The tutorial requires Python 3.6 (or above), plus the table read and write functions from Astropy. We have tested with Astropy 4.0.1, but any version should work. We recommend using the Ananconda Python distribution.

A note on output records

The number of records returned here may differ from those returned here because new data are released daily.

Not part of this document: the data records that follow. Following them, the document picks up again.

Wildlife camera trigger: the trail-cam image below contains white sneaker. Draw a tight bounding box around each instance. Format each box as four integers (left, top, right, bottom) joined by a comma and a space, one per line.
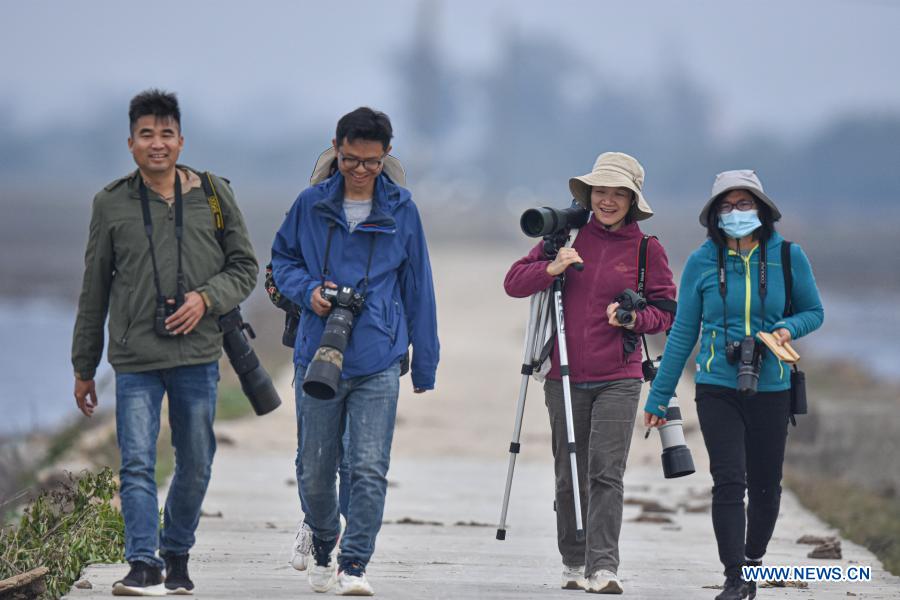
562, 565, 587, 590
291, 522, 312, 571
335, 571, 375, 596
585, 569, 622, 594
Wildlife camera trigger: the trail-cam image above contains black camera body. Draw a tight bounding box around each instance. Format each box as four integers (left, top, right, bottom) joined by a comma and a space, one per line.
153, 294, 184, 337
322, 285, 366, 316
303, 285, 366, 400
613, 289, 647, 325
725, 335, 762, 398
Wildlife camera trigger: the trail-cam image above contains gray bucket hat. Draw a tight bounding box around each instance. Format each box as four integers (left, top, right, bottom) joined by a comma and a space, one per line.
700, 169, 781, 227
569, 152, 653, 221
309, 146, 406, 187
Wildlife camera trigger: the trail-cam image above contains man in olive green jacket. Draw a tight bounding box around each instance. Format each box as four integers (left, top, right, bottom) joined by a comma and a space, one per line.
72, 90, 258, 595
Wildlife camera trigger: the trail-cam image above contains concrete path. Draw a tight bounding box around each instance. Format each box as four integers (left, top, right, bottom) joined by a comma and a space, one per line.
68, 248, 900, 600
68, 386, 900, 600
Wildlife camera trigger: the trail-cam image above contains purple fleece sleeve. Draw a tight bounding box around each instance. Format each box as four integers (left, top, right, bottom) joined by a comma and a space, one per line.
503, 242, 554, 298
634, 238, 675, 334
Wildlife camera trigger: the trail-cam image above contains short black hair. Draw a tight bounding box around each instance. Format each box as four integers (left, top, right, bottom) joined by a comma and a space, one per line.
128, 88, 181, 132
334, 106, 394, 151
706, 190, 775, 248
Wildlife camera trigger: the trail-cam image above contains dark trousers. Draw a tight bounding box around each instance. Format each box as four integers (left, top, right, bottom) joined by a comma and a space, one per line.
544, 379, 641, 576
697, 384, 790, 577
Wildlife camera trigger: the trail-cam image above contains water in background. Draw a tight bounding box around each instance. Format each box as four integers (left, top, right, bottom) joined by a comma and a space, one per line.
0, 293, 900, 436
0, 299, 115, 437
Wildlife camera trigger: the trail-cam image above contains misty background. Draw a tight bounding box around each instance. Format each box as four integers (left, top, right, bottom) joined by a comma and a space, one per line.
0, 0, 900, 436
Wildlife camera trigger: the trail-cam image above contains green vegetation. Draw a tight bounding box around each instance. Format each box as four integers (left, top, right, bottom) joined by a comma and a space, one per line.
785, 472, 900, 575
0, 468, 125, 599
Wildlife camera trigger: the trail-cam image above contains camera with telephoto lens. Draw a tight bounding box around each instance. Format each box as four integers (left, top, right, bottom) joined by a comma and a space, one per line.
725, 335, 762, 398
219, 306, 281, 415
153, 294, 184, 337
519, 200, 591, 237
303, 285, 366, 400
613, 289, 647, 325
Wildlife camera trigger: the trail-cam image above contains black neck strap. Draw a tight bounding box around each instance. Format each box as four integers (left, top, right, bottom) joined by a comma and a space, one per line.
138, 170, 185, 304
716, 240, 769, 348
322, 223, 375, 296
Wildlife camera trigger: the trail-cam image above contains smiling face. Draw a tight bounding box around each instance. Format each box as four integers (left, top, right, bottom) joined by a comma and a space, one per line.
332, 138, 391, 200
128, 115, 184, 176
591, 185, 634, 229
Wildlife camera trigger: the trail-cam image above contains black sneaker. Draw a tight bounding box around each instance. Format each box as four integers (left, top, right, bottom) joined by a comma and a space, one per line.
744, 558, 762, 600
113, 561, 166, 596
307, 534, 337, 592
163, 554, 194, 596
716, 576, 750, 600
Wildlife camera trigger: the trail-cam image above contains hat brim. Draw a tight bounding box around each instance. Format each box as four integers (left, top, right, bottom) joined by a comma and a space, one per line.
309, 146, 406, 187
700, 185, 781, 227
569, 170, 653, 221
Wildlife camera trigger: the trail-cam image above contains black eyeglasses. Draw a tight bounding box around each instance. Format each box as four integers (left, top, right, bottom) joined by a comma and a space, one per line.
719, 198, 756, 215
338, 152, 386, 173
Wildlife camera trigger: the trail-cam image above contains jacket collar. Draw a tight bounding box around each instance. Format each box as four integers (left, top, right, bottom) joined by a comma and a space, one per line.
584, 214, 644, 240
313, 172, 408, 233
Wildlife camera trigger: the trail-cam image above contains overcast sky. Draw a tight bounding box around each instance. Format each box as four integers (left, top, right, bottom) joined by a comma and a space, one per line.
0, 0, 900, 141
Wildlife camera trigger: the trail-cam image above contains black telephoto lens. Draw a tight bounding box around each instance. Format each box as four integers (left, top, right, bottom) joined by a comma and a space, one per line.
519, 204, 591, 237
219, 307, 281, 415
303, 306, 353, 400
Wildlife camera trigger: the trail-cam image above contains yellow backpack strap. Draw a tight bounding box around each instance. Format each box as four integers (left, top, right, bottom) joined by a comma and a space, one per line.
200, 171, 225, 246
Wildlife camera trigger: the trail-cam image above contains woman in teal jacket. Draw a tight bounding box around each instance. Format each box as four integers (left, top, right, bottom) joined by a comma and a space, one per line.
644, 170, 823, 600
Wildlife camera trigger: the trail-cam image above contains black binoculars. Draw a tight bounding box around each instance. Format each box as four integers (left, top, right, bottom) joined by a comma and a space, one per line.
725, 335, 762, 398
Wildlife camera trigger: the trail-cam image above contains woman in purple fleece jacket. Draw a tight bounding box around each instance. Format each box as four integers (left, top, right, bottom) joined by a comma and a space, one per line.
504, 152, 675, 593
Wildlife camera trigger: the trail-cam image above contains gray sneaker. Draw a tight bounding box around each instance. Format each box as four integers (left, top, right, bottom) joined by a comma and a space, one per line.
586, 569, 622, 594
562, 565, 587, 590
308, 535, 337, 592
291, 521, 312, 571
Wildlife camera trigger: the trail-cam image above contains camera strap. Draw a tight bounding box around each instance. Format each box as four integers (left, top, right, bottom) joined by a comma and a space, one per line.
716, 242, 769, 348
139, 169, 185, 304
322, 223, 376, 297
636, 235, 678, 380
781, 240, 794, 317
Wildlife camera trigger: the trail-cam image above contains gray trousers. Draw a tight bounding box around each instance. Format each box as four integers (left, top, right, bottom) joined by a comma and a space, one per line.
544, 379, 641, 576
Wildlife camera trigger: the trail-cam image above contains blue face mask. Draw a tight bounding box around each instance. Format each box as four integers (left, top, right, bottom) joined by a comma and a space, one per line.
719, 210, 762, 239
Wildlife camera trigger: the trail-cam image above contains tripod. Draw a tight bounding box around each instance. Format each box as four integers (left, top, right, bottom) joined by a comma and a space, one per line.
497, 230, 584, 541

In synchronous mode, the TAP+ client returns the first 2,000 records returned.

Version 1.0 (March, 2021)

Set up

In [1]:
import numpy as np
from astroquery.utils.tap.core import TapPlus

koa = TapPlus(url="https://koa.ipac.caltech.edu/TAP")
Created TAP+ (v1.2.1) - Connection:
	Host: koa.ipac.caltech.edu
	Use HTTPS: True
	Port: 443
	SSL Port: 443

Search by date

In [2]:
sql = "select koaid, filehand from koa_esi where koaid like '%20150902%' "
job = koa.launch_job(sql)
r = job.get_results()
print(r)
        koaid                                filehand                     
---------------------- ---------------------------------------------------
ES.20150902.10478.fits /koadata36/ESI/20150902/lev0/ES.20150902.10478.fits
ES.20150902.10550.fits /koadata36/ESI/20150902/lev0/ES.20150902.10550.fits
ES.20150902.45958.fits /koadata36/ESI/20150902/lev0/ES.20150902.45958.fits
ES.20150902.46025.fits /koadata36/ESI/20150902/lev0/ES.20150902.46025.fits
ES.20150902.46101.fits /koadata36/ESI/20150902/lev0/ES.20150902.46101.fits
ES.20150902.46168.fits /koadata36/ESI/20150902/lev0/ES.20150902.46168.fits
ES.20150902.46410.fits /koadata36/ESI/20150902/lev0/ES.20150902.46410.fits
ES.20150902.85368.fits /koadata36/ESI/20150903/lev0/ES.20150902.85368.fits
ES.20150902.85427.fits /koadata36/ESI/20150903/lev0/ES.20150902.85427.fits
ES.20150902.85487.fits /koadata36/ESI/20150903/lev0/ES.20150902.85487.fits
ES.20150902.85546.fits /koadata36/ESI/20150903/lev0/ES.20150902.85546.fits
ES.20150902.85605.fits /koadata36/ESI/20150903/lev0/ES.20150902.85605.fits
ES.20150902.85664.fits /koadata36/ESI/20150903/lev0/ES.20150902.85664.fits

Write the output to the IPAC ASCII, VOtable CSV and TSV formats

In [3]:
job = koa.launch_job(sql, dump_to_file=True, output_file='KoaTapDate1.tbl', \
                     output_format='ipac')
job = koa.launch_job(sql, dump_to_file=True, output_file='KoaTapDate2.vot', \
                     output_format='votable')
job = koa.launch_job(sql, dump_to_file=True, output_file='KoaTapDate3.csv', \
                     output_format='csv')
job = koa.launch_job(sql, dump_to_file=True, output_file='KoaTapDate4.tsv', \
                     output_format='tsv')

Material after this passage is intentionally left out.